Mesmo após mudanças de lineup, pbO continua na CNB e comenta permanência (Foto: Divulgação/Riot Games Brasil)

Na última sexta-feira (9), a segunda temporada da Superliga ABCDE teve um clássico em sua estreia. CNB e-Sports e Vivo Keyd se enfrentaram em uma md3 que terminou em 2 a 1, com vitória para a Keyd. Após os jogos, o atirador do CNB, Pablo “pbO” Yuri, concedeu entrevista ao Mais e-Sports, em que comentou a série e o papel de liderança que tem assumido na nova escalação dos blumers. Confira:

Como foi estrear em mais uma Superliga?

pbO: O mais legal para mim está sendo estrear de novo, porque fiquei o segundo split do CBLOL quase todo sem jogar.

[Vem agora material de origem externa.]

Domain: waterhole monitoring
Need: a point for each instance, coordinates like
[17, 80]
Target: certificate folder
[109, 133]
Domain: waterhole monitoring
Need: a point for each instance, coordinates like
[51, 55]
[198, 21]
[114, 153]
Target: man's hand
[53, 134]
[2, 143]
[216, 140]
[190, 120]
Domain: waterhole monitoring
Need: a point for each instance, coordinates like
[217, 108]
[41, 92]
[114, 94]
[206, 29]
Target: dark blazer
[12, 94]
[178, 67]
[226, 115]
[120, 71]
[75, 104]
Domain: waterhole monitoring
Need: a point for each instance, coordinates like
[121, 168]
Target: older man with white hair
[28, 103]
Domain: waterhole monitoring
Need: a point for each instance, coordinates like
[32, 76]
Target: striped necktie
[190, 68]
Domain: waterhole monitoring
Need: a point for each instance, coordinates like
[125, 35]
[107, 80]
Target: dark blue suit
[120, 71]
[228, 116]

Tô feliz de voltar a atuar.

Como foi estrear justamente contra a Keyd, que teve mudanças de lineup para a primeira série?

pbO: Eu acho que seria mais fácil estrear contra outro time com menos experiência, porque, querendo ou não, a Keyd é a Keyd. Mesmo com o Klaus e o Professor completando e o Jockster na jungle, eles têm muita experiência, sabem como jogar o macro. Acho que perdemos por erros bobos… Nesse terceiro jogo, perdemos por um erro que sempre cometemos nas scrims. Tirando isso, acredito que os três jogos foram muito bons da nossa parte e eu vejo muito potencial na nossa equipe.

Vocês estão com uma lineup quase inteiramente nova, em que 4 jogadores deixaram o time e você e o Yampi são os jogadores mais experientes do time. Você jogou muito tempo com pessoas que eram tão ou mais experientes que você. Como está sendo assumir o papel de mais experiente? Você assume a liderança?

pbO: Como eu sou o jogador mais experiente na equipe, estou tentando assumir mais o papel de líder. Querendo ou não, eu considero o Yampi um novato, ele jogou pela OPK e pelo CNB, mas acho que ele tem muito a aprender ainda. Eu estou tentando lidar com o papel de mais experiente da equipe, junto com a staff, que tem me ajudado muito.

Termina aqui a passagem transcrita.